Voyageur Asset Management, which advises the RBC Money Market Funds (formerly the Tamarack Funds), has penned a 4-page report entitled, "`Proposed Money Market Fund Reform." The white paper says, "The much-publicized market events of the past year have drawn numerous calls for reform of the money market funds industry. Comments voiced by regulators and others express views about the lessons learned and recommendations to address perceived shortcomings with global financial markets, institutions, and regulatory oversight. The recommendations focus on the root causes of the financial crisis and measures to control systemic risk to financial markets and institutions in the future. This article discusses the key recommendations put forth and offers our thoughts on them."
RBC explains, "The Investment Company Institute's (ICI) Money Market Working Group recently issued detailed recommendations for the reform of money market funds. The recommendations relate generally to: a) tightening standards for liquidity, credit quality and maturity, b) making fund information more transparent to shareholders and regulators, c) modifying requirements for bail-outs by affiliates, and d) easing valuation issues and eliminating fund board responsibility for determinations that should be made by the adviser. The book-length report includes extensive detail and is expected to receive serious consideration from the Securities and Exchange Commission (SEC) and other regulators. While the recommendations are extensive, they generally do not involve fundamental changes to the operations or regulations of money market funds.
Voyageur's "View on Proposed Reform" states, "The general themes of the ICI's Working Group Report have at their foundation an assertion that the money market fund industry generally performed well through the credit crisis. While there may be a case to be made here, it is important to also understand that such an assertion would not be possible if not for the extraordinary steps taken by various governmental branches that stepped in to support an insolvent global financial system. Investment managers also played a critical role by providing financial support to money market funds under their management. Nonetheless, given the important role money market funds serve in the financial marketplace and the economy at large, reforms that seek to fundamentally alter or compromise the attractiveness of these types of funds to investors should be avoided, particularly at a time when the financial markets are fragile and market stabilization is of great importance to global economic recovery."
It continues, "One may assume that many of the recommendations the ICI studied were based on the premise that the lack of regulation in the money market fund industry caused the problems the industry experienced during the credit market crisis.

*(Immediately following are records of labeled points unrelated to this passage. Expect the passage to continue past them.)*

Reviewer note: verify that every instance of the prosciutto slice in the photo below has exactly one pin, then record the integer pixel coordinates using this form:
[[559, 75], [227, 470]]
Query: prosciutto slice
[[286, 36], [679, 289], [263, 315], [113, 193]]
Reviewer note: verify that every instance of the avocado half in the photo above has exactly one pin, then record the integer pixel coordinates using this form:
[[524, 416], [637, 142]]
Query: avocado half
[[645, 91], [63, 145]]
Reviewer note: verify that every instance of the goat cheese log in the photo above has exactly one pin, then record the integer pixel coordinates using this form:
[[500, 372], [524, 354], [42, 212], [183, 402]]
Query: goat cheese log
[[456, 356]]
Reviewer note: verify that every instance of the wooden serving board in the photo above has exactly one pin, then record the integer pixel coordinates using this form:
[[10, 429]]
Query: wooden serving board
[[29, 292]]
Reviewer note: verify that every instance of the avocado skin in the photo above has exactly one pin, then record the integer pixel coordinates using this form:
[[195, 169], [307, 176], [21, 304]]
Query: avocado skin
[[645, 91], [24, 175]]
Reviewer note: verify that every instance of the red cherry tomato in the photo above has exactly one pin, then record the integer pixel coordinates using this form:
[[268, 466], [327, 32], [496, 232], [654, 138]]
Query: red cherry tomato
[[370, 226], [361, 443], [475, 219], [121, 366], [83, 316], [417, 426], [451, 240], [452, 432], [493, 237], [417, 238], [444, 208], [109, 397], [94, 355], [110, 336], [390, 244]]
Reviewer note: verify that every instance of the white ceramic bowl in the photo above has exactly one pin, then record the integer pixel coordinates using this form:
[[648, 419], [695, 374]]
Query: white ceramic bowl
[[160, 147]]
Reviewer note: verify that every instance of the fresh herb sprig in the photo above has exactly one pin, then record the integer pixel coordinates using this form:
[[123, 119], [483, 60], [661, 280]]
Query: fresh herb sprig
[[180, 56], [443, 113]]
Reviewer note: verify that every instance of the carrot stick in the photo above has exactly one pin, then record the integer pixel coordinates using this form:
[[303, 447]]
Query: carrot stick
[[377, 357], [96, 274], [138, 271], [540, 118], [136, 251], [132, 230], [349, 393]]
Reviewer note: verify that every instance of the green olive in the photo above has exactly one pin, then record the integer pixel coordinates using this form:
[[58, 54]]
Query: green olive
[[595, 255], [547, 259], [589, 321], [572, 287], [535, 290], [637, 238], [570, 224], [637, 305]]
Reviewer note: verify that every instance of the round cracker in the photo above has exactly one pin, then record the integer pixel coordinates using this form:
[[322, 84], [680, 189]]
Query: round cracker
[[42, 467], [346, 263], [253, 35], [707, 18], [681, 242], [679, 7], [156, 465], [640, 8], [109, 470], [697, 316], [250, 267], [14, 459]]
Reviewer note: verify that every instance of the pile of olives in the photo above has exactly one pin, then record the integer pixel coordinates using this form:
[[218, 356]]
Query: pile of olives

However, money market funds are subject to far-reaching federal regulation, both explicitly through Rule 2a-7 of the Investment Company Act of 1940 and under other federal securities laws. Rule 2a-7 has historically provided a solid framework for money fund management. That being said, we believe a deeper review of some aspects of Rule 2a-7 is needed to ensure money market funds are better prepared for unprecedented market events in the future."
The paper continues, "We believe the best solutions for effective reform of the money market industry will result from more focused oversight in several important areas, not through wholesale regulatory changes, but through several key enhancements. Enhanced oversight could be provided in the form of tighter policies related to risk management and would address such topics as 1) suitable levels of liquidity and effective management of a fund's average maturity, 2) broader diversification of portfolio holdings and better transparency of fund participants, and 3) measures of a fund's ability to withstand periods of market volatility and heavy investor withdrawal demand. Additionally, we feel reform will have a better chance of success, if the rating agencies provide more effective credit risk analysis. Current 2a-7 regulation incorporates the reliance on credit ratings, and we therefore believe the agencies themselves should either have greater governmental oversight, or credit ratings activity should be consolidated under a governmental body."
Finally, RBC Voyageur concluces, "It is clear that money market funds have provided investors and the U.S. global economies with significant benefits since their inception in the 1970s. At their peak in 2008, the combined assets of money market funds represented $3.8 trillion, or nearly 40% of the entire mutual fund industry. We advocate for reforms to the oversight of the industry that balance the interests of retail and institutional investors with the need for enhanced safety and soundness of our financial institutions and markets. There are difficult policy decisions to be made that will be subject to significant lobbying by each of the affected constituencies. Hopefully, the facts will be reviewed objectively and solutions will be developed that best serve investor needs."